SCRIPTURE: Acts 2:1-11
The Coming of the Holy Spirit
1 When the day of Pentecost had come, they were all together in one place. 2 And suddenly from heaven there came a sound like the rush of a violent wind, and it filled the entire house where they were sitting. 3 Divided tongues, as of fire, appeared among them, and a tongue rested on each of them. 4 All of them were filled with the Holy Spirit and began to speak in other languages, as the Spirit gave them ability.
5 Now there were devout Jews from every nation under heaven living in Jerusalem. 6 And at this sound the crowd gathered and was bewildered, because each one heard them speaking in the native language of each. 7 Amazed and astonished, they asked, “Are not all these who are speaking Galileans? 8 And how is it that we hear, each of us, in our own native language? 9 Parthians, Medes, Elamites, and residents of Mesopotamia, Judea and Cappadocia, Pontus and Asia, 10 Phrygia and Pamphylia, Egypt and the parts of Libya belonging to Cyrene, and visitors from Rome, both Jews and proselytes, 11 Cretans and Arabs—in our own languages we hear them speaking about God’s deeds of power.”
Jana Childers offers an interesting perspective on this passage when sharing that,
‘The Holy Spirit is a gentleman,’ the elders of the Pentecostal church where I grew up were fond of saying: “He never forces his way in, and goes only where he is invited.” But the first few verses of Acts 2 seem to tell a different story. Set up by Jesus’ touting (1:4-8) and by the vivid, almost lurid, imagery used to describe the scene, the Holy Spirit’s entrance in Luke’s story is anything but discreet. No gentleman caller, this violent phenomenon enters the room with a roar. The ruckus draws such a crowd (2:6) and causes such agitation (vv. 6-7, 12-13) that Peter has to raise his voice to be heard. In Acts the coming of the Holy Spirit is associated not with polite murmurs, white gloves, and dainty manners but, as Jesus predicted, with power—the kind of power that could knock a person into orbit, even ‘to the ends of the earth.’
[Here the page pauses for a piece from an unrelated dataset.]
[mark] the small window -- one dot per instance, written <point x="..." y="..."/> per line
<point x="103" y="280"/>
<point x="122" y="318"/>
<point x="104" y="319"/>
Of course the church elders were not entirely wrong about the Holy Spirit’s nature. (Their metaphor of choice is lamentably male but not wrong.) The ‘gentlemanly’ view not only speaks eloquently of the spiritual experience of many, but resonates with numerous descriptions of the Holy Spirit found in Scripture. In addition, the setting of the Acts story makes it clear that the Holy Spirit was being invited or at least waited for (1:4, 14).
On balance, the kinder, gentler view of the Holy Spirit may well be the more accurate one. Apart from this text, there is little evidence of the Holy Spirit working in any ‘violent’ fashion. Many Christians have become accustomed to thinking of the Holy Spirit as more of a Hawaiian breeze than a Chicago gale. However, this important passage may at least remind contemporary congregations that the Spirit does not always arrive as a still, small voice or a faint stirring in the heart. The Holy Spirit’s power is not always subtle, fragile, or polite. Even today it can be electric, atomic, and volcanic.
Childer’s offering here is an interesting one to me on several levels. Growing up, I do not remember the Holy Spirit ever really having a gender assigned to it and it always did seem to be referenced in that kind of “Hawaiian breeze” kind of way. But when I was in seminary, I often heard the Holy Spirit referred to as Sophia and having a female gender assignment. I later learned that Sophia in Greek means wisdom, which when we think about the role of the Holy Spirit makes perfect sense.
I also remember one of my preaching instructors warning us early in our classes that there would be moments when we would be all ready to go on Sunday morning, thinking we had our best sermon ever, ready to preach, and Sophia would tap us on our shoulder and essentially say, “Yeah, what you have there is all well and good, but I need you to talk about this right now, so let’s switch gears.” And I can honestly say I have had those moments. For me, they were a little more forceful than a “Hawaiian breeze” (or what I assume one is like, I have never been there), but those moments were also not the “Chicago gale” (I DO know what those are like) that we seem to read about in Acts chapter two. I would put those moments somewhere in the middle, leaning closer to that “Hawaiian breeze,” but one that intensifies when ignored.
How have you experienced the Holy Spirit in your own life? Have you had “Hawaiian breeze” interactions or more of the “Chicago gale” kind of experiences?
Triune God, the Holy Spirit comes to continue to lead and guide us in the ways of Jesus Christ and to strengthen our knowledge and relationship with you. Whether through gentle blowing or powerful gusts, the Holy Spirit’s presence is always with us in our lives. Help us to be more intentional about listening for the Holy Spirit’s direction, to open our hearts and minds to the wisdom that is offered. Amen.